Court Orders Nonprofit to Provide Access to All Financial Records

Offer to show records at 10 p.m. Saturday is not within reasonable business hours
An appellate court in Texas has ordered a nonprofit condominium council to give a director access to all of its financial records and not just a computer disk containing copies of its computer entries. The Court has held that the state’s nonprofit corporation law, the condominium law, and the organization’s bylaws all require access to the bills, contracts, and other backup documents that the Council keeps in the normal course of its accounting. (Shioleno v. Sandpiper Condominium Council, Ct. of App., TX, Thirteenth Dist., No. 13-07-00312, 7/17/08.)
 
A member of the Council’s board sought access to the records in 2006 because he suspected accounting irregularities, poor management practices, and mishandling of various reserve funds. He first asked the management company to provide a full accounting and when he got no response, he hired his own accountant and asked for access to the records. 
 
The Council provided a computer disk with 2900 pages of general ledger entries, but the accountant said that it did not provide adequate detail to assure that the entries were proper or correct. After additional back and forth, during which the Council offered to allow the accountant to review the books at 10 p.m. on a Saturday night when the accountant would not be in town, the director sued. He resigned from the Council board a few days later.
 
A trial court ruled that the Council had provided sufficient information, but ordered the Council to provide additional materials if the director paid “administrative fees” ranging between $50 and $80 an hour. The Court of Appeals has reversed the ruling on the adequacy of the production.
 
The Court said that the director, or any member, had a right to inspect the records upon a written request stating a proper corporate purpose. The Council did not prove that the director was seeking the information for an improper purpose.
 
Although it appeared that the Council had made some effort to accommodate the accountant’s schedule, in the end it did not provide a substantial amount of the back-up documentation the accountant had requested, including supporting information for the general ledger entries, depreciation registers, copies of contracts with vendors and employees, correspondence with board members other than minutes, and work papers provided for the audit. The Court concluded that the Council had not complied with the statutes or the bylaws which required the production of all books and records.

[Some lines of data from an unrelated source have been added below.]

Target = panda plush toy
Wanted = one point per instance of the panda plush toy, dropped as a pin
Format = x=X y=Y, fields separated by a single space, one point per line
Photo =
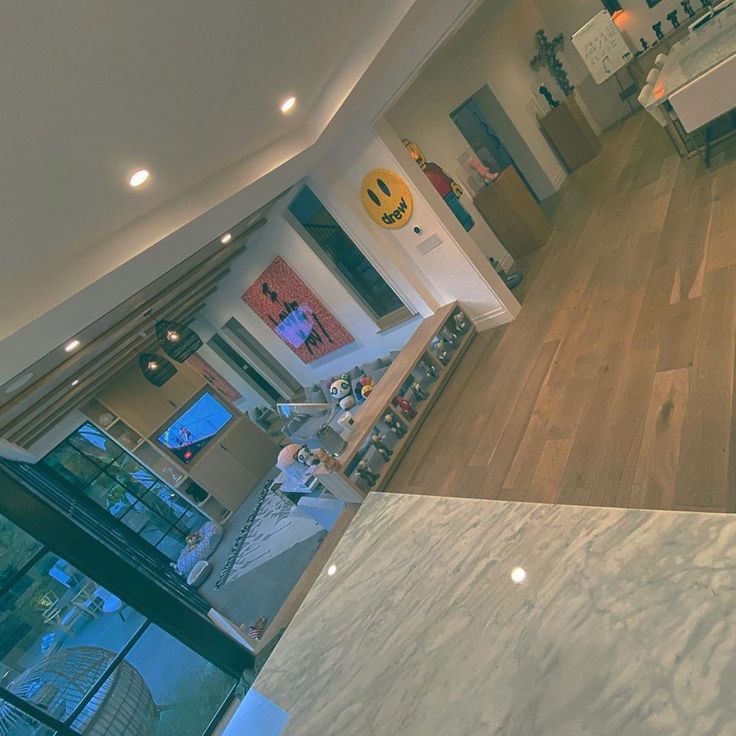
x=342 y=392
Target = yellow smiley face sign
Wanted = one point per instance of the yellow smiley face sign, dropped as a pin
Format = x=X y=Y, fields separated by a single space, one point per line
x=387 y=199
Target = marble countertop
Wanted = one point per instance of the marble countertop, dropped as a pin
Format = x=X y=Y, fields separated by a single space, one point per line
x=625 y=625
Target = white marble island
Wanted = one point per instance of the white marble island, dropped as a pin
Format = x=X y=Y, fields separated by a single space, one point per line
x=625 y=624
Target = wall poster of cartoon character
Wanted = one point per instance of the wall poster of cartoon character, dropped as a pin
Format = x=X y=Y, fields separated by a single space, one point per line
x=292 y=310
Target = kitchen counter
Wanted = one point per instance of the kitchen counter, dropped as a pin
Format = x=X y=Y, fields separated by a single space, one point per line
x=624 y=625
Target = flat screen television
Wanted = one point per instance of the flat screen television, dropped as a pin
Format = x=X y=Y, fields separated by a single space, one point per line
x=192 y=430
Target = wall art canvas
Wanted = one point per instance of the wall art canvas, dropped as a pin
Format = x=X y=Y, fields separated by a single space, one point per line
x=293 y=311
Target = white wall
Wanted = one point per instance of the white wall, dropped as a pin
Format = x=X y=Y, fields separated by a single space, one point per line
x=493 y=48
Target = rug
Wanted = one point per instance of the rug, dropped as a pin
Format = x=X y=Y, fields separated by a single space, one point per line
x=274 y=526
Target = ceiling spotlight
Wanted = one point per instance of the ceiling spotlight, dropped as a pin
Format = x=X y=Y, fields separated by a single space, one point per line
x=139 y=177
x=288 y=104
x=518 y=575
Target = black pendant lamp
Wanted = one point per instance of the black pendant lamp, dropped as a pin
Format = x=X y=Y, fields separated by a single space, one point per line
x=156 y=369
x=613 y=7
x=177 y=340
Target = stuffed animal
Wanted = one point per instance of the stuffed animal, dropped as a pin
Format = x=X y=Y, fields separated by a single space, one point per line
x=342 y=392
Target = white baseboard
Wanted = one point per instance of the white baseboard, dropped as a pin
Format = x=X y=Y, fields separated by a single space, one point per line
x=493 y=318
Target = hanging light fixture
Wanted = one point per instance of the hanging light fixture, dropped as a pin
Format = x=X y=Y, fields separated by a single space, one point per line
x=613 y=7
x=177 y=340
x=156 y=369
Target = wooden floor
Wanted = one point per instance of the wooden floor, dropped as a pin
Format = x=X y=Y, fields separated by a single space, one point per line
x=615 y=385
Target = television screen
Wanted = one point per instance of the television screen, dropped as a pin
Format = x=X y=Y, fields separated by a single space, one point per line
x=195 y=427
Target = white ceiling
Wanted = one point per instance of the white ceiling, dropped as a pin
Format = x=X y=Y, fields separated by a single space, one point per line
x=92 y=89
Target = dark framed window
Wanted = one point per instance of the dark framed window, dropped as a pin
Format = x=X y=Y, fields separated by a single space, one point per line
x=76 y=659
x=100 y=469
x=345 y=259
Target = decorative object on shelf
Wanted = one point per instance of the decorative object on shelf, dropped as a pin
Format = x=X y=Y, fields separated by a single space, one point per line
x=213 y=377
x=613 y=7
x=377 y=440
x=440 y=349
x=429 y=370
x=405 y=406
x=177 y=340
x=450 y=337
x=462 y=324
x=386 y=198
x=363 y=388
x=292 y=310
x=394 y=424
x=342 y=392
x=364 y=472
x=551 y=101
x=419 y=393
x=445 y=185
x=547 y=56
x=156 y=369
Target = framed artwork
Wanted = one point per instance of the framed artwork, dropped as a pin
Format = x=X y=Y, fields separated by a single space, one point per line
x=293 y=311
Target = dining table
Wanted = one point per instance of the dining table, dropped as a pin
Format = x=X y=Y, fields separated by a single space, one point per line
x=698 y=77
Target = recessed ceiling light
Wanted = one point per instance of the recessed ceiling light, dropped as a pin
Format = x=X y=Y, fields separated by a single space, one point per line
x=518 y=575
x=288 y=104
x=139 y=177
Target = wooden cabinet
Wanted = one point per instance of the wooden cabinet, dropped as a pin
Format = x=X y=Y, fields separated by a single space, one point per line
x=145 y=407
x=232 y=466
x=513 y=214
x=570 y=134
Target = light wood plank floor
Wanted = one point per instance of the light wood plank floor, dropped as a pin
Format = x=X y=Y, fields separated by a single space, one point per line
x=615 y=385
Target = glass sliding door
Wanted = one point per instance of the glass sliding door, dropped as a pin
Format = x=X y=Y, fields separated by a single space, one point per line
x=76 y=659
x=100 y=469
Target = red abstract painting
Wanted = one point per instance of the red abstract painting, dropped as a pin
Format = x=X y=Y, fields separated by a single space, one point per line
x=292 y=310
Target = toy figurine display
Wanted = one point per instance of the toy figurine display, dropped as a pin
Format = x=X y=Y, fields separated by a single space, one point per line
x=429 y=369
x=393 y=423
x=342 y=392
x=377 y=440
x=551 y=101
x=441 y=350
x=419 y=393
x=447 y=187
x=406 y=407
x=461 y=323
x=366 y=473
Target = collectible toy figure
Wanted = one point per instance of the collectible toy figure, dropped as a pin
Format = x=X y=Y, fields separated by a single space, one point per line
x=377 y=440
x=447 y=187
x=342 y=392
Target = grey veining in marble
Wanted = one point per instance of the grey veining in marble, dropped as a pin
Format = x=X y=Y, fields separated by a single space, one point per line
x=625 y=625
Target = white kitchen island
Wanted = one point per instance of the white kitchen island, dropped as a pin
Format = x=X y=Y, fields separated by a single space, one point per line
x=624 y=624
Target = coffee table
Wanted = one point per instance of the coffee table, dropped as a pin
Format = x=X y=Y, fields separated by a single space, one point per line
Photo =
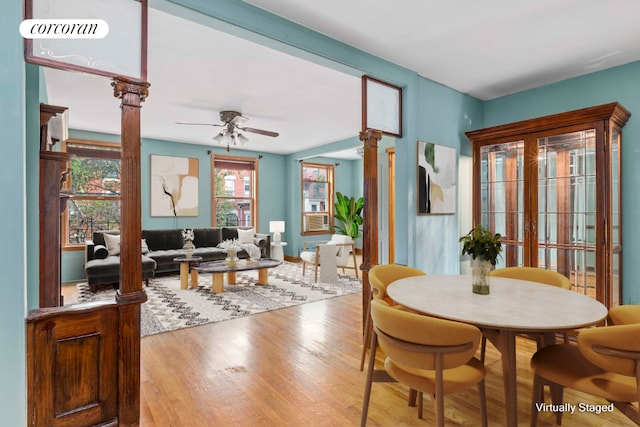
x=219 y=268
x=186 y=264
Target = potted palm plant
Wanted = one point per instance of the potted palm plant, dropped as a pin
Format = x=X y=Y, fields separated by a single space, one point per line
x=484 y=248
x=347 y=211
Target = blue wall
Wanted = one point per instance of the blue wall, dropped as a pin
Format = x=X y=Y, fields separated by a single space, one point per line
x=13 y=245
x=620 y=84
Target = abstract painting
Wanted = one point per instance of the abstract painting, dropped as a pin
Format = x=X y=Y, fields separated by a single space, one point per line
x=174 y=186
x=437 y=176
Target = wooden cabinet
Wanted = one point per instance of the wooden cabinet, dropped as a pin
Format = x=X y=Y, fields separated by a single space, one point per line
x=551 y=186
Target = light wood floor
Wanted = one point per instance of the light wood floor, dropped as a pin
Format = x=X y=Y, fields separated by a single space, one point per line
x=300 y=367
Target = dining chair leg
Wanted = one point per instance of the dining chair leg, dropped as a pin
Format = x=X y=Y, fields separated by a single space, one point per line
x=367 y=388
x=538 y=386
x=413 y=396
x=368 y=329
x=355 y=263
x=556 y=399
x=483 y=404
x=483 y=348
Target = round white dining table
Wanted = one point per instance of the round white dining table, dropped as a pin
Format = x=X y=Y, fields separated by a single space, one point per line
x=512 y=307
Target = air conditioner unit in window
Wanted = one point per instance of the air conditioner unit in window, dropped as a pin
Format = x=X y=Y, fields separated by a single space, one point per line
x=318 y=222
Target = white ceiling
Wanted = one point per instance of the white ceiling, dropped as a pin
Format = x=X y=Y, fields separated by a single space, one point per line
x=487 y=49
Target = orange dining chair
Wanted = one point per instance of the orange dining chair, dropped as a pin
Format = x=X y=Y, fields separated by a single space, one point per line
x=380 y=276
x=624 y=315
x=605 y=363
x=430 y=355
x=532 y=274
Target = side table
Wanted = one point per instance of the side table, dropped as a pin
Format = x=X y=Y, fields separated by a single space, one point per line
x=185 y=266
x=276 y=250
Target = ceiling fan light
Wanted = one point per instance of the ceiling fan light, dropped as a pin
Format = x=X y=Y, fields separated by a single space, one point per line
x=242 y=139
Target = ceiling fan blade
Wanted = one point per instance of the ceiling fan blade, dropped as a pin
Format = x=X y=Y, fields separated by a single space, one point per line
x=238 y=120
x=199 y=124
x=260 y=131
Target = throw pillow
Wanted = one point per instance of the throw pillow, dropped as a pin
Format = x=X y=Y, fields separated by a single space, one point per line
x=113 y=243
x=100 y=252
x=246 y=236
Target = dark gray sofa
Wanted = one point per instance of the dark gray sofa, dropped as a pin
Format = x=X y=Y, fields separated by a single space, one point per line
x=164 y=245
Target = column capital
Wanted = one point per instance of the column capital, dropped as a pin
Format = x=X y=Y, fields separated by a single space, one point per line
x=372 y=135
x=124 y=85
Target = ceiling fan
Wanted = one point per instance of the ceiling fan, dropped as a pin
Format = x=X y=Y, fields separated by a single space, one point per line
x=232 y=122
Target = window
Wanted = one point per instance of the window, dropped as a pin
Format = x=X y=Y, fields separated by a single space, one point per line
x=317 y=198
x=94 y=184
x=234 y=191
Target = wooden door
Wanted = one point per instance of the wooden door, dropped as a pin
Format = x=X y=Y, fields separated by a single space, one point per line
x=73 y=369
x=550 y=186
x=83 y=362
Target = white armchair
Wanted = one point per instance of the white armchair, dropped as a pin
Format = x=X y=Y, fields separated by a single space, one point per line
x=344 y=248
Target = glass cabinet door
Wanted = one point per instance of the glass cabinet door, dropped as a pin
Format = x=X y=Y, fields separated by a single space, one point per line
x=566 y=206
x=551 y=187
x=502 y=197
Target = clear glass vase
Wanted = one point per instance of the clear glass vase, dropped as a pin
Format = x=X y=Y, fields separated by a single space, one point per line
x=232 y=258
x=480 y=269
x=188 y=249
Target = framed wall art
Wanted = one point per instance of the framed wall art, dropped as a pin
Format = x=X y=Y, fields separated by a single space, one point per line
x=381 y=106
x=437 y=179
x=174 y=186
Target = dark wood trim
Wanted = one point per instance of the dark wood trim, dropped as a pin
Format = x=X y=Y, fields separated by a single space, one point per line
x=602 y=119
x=391 y=203
x=130 y=294
x=614 y=111
x=370 y=137
x=246 y=164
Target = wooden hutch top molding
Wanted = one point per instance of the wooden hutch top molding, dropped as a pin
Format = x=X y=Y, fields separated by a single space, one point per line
x=613 y=111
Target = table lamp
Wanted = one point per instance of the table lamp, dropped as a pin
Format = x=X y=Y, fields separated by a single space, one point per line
x=276 y=227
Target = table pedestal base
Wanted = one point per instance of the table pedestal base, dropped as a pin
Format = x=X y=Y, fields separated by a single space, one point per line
x=217 y=280
x=184 y=276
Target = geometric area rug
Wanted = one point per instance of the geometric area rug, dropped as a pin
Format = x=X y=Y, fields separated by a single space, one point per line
x=169 y=308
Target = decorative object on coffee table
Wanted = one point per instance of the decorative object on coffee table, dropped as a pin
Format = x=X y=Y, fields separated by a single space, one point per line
x=276 y=227
x=484 y=248
x=231 y=248
x=188 y=242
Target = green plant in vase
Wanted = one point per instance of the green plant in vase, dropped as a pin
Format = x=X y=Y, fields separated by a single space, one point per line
x=484 y=248
x=347 y=211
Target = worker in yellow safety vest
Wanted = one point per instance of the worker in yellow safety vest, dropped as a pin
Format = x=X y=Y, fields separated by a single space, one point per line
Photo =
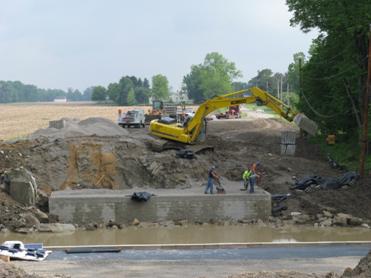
x=246 y=179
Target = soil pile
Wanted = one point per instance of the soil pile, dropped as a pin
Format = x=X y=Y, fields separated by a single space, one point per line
x=362 y=270
x=283 y=274
x=67 y=127
x=122 y=159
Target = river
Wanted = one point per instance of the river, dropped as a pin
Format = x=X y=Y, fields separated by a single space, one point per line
x=194 y=234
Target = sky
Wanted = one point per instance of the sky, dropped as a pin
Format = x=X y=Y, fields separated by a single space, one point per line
x=77 y=44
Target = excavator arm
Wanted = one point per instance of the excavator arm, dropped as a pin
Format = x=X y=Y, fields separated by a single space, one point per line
x=189 y=132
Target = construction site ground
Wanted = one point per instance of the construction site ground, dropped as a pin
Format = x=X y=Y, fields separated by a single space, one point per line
x=123 y=159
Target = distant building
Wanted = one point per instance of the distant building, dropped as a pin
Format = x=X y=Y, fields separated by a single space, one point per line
x=60 y=99
x=179 y=97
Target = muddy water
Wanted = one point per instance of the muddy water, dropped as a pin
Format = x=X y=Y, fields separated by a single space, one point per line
x=194 y=234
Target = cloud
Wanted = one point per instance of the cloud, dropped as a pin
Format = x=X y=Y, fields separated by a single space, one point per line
x=77 y=44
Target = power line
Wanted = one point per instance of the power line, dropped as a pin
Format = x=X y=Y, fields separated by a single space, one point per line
x=318 y=113
x=337 y=74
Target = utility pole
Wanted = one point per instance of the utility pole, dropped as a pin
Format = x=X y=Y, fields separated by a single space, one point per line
x=281 y=88
x=367 y=91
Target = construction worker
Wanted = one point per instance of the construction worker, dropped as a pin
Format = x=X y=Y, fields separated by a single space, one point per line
x=212 y=176
x=245 y=177
x=255 y=176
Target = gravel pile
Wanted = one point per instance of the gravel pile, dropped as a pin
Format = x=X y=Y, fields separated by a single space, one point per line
x=67 y=128
x=362 y=270
x=8 y=270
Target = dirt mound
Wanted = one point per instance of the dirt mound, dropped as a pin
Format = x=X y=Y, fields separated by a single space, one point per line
x=282 y=274
x=362 y=270
x=10 y=271
x=68 y=127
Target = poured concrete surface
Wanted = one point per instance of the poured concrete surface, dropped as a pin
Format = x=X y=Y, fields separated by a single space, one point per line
x=100 y=206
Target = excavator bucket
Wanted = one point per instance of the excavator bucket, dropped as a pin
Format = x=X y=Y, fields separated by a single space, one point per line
x=306 y=124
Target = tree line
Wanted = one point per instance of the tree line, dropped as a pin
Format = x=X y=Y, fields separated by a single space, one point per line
x=334 y=76
x=130 y=90
x=16 y=91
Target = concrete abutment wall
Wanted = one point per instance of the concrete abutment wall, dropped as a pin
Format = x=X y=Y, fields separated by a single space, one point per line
x=100 y=206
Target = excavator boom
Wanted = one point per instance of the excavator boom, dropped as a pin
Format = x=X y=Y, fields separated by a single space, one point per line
x=189 y=132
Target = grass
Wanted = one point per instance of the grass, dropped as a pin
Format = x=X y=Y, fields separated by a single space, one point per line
x=19 y=120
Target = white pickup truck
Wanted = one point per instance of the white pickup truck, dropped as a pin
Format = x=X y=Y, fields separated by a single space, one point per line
x=131 y=118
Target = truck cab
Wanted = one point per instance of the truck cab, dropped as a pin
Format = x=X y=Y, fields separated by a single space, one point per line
x=131 y=118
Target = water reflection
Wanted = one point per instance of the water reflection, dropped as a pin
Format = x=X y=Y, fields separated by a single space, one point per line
x=195 y=234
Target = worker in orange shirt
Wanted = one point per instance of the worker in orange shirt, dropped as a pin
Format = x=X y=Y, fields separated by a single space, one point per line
x=255 y=176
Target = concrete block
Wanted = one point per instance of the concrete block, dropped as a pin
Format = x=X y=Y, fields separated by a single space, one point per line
x=100 y=206
x=23 y=187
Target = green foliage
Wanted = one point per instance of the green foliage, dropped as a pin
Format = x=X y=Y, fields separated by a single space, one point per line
x=99 y=93
x=335 y=75
x=129 y=90
x=131 y=97
x=293 y=73
x=213 y=77
x=16 y=91
x=238 y=86
x=160 y=87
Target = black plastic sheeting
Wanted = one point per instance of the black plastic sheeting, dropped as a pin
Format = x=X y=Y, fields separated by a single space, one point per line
x=141 y=196
x=326 y=182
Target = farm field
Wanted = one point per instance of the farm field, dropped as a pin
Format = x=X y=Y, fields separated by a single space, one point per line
x=19 y=120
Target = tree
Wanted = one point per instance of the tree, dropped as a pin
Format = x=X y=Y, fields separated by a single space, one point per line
x=160 y=87
x=293 y=73
x=237 y=86
x=99 y=93
x=334 y=77
x=213 y=77
x=131 y=97
x=263 y=80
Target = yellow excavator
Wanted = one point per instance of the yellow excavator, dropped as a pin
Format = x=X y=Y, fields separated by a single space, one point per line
x=189 y=132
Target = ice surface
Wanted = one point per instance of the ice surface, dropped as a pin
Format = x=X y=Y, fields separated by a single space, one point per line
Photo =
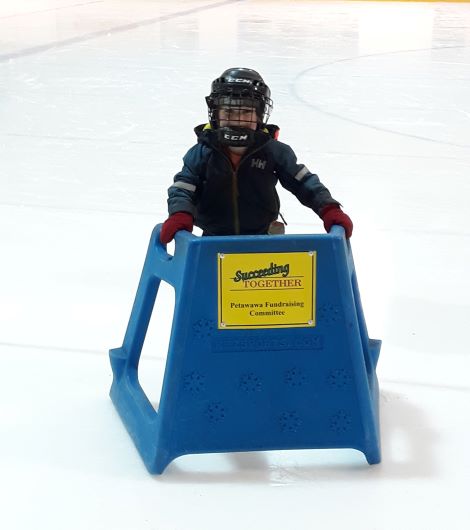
x=97 y=104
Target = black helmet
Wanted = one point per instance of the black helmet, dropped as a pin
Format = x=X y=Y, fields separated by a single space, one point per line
x=240 y=87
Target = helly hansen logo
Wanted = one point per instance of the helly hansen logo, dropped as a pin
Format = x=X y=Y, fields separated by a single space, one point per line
x=257 y=162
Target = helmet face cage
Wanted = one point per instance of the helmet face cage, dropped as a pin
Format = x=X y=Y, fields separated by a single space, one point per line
x=234 y=97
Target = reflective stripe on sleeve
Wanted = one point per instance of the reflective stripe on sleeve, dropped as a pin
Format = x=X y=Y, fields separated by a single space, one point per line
x=184 y=186
x=301 y=174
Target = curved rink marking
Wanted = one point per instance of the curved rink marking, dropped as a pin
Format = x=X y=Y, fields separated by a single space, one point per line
x=303 y=73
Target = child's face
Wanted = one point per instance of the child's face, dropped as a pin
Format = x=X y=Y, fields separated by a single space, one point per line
x=238 y=117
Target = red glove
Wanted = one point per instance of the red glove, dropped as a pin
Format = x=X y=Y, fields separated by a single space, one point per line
x=333 y=215
x=176 y=222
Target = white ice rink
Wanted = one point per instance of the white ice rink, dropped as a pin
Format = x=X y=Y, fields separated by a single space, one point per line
x=97 y=104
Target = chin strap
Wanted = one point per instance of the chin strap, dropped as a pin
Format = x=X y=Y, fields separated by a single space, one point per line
x=235 y=136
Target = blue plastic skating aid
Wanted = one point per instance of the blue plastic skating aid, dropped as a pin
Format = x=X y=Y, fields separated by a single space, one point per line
x=262 y=358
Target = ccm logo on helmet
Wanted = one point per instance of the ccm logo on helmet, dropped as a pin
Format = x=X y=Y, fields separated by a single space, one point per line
x=235 y=137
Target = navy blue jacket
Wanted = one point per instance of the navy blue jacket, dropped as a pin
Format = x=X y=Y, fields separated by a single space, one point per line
x=225 y=201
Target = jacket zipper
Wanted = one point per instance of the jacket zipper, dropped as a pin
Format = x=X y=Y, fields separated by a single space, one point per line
x=236 y=210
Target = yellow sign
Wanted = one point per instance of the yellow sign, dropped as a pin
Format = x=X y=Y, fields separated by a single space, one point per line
x=266 y=290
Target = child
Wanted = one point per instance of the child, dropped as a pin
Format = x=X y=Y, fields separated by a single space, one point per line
x=228 y=182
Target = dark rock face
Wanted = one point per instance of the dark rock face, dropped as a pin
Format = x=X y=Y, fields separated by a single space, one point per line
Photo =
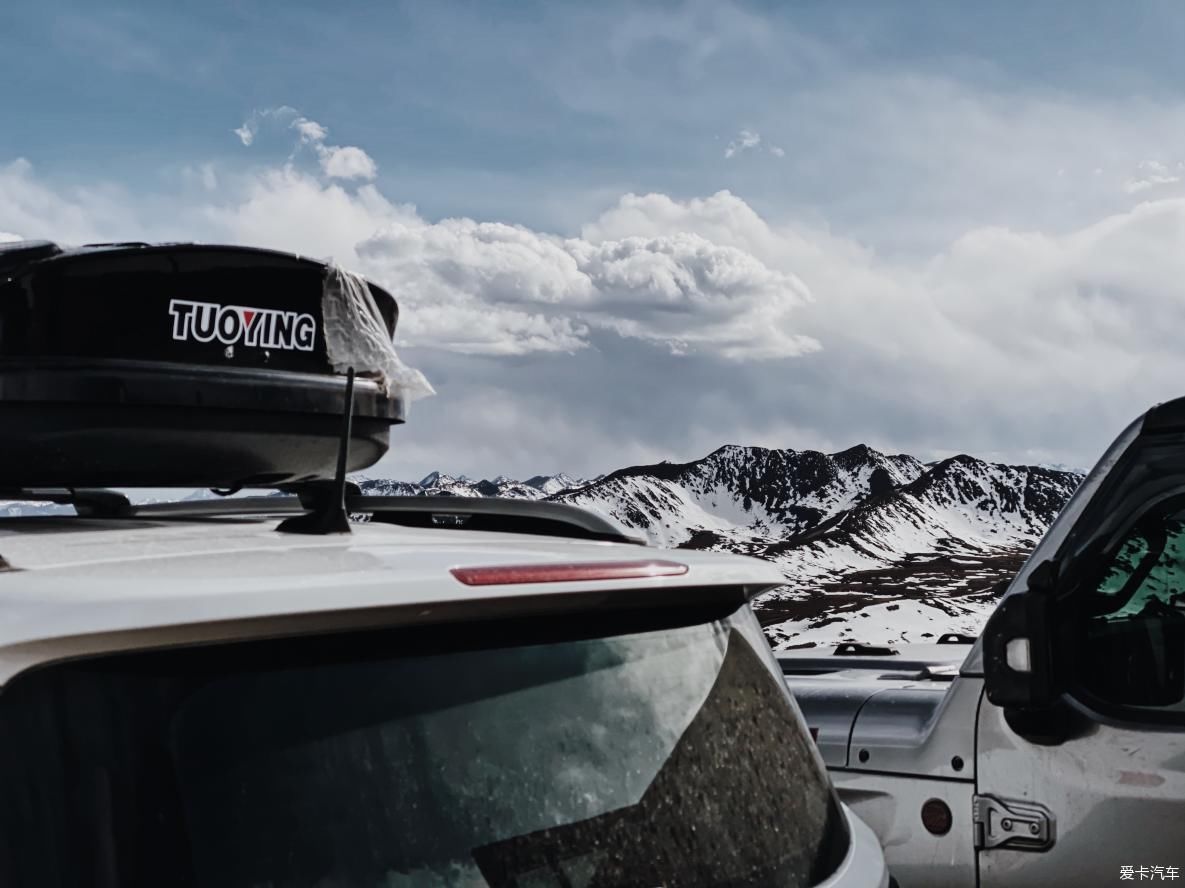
x=869 y=542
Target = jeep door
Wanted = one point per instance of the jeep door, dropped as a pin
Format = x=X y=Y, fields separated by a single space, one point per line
x=1089 y=787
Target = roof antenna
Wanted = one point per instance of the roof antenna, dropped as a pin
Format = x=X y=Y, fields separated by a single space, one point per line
x=327 y=499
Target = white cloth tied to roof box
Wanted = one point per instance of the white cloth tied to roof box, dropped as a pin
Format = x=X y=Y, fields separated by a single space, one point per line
x=356 y=337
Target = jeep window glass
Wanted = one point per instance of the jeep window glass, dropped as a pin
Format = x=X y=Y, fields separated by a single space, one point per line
x=665 y=756
x=1129 y=630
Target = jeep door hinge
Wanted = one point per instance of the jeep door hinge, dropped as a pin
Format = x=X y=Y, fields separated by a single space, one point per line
x=1006 y=823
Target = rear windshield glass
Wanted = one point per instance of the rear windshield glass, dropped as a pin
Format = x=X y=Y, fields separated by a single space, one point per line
x=667 y=756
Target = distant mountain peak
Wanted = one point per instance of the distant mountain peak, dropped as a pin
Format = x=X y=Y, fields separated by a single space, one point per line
x=873 y=547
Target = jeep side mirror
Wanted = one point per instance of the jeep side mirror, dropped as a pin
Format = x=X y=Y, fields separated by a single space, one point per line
x=1018 y=669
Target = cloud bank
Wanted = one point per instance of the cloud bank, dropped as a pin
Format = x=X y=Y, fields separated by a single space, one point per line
x=668 y=326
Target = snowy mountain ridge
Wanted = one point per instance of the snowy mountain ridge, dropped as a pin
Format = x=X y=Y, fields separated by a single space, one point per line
x=875 y=547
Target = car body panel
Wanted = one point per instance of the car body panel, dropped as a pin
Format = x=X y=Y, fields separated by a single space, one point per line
x=77 y=587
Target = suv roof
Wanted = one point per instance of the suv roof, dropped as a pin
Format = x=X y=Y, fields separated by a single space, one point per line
x=83 y=586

The bylaws specifically required access “during reasonable business hours” and 10 p.m. on Saturday was not during reasonable business hours, the Court said.
 
The Court did not reverse the trial court’s imposition of administrative fees because, it said, the director had agreed to pay such fees.
 
YOU NEED TO KNOW
 
Cases like this often generate a great deal of ill will between the members or directors asking for information and the insiders who say things are fine and the others shouldn’t be making such a fuss. When the insiders fail to provide the information that is so obviously required, they usually just prolong the dispute and exacerbate the rift. Sometimes the insiders are able to outlast the questioners, but sometimes they provoke costly litigation like this, requiring years in court to be told that they have to do what the law requires. It is not a particularly productive way to run an organization.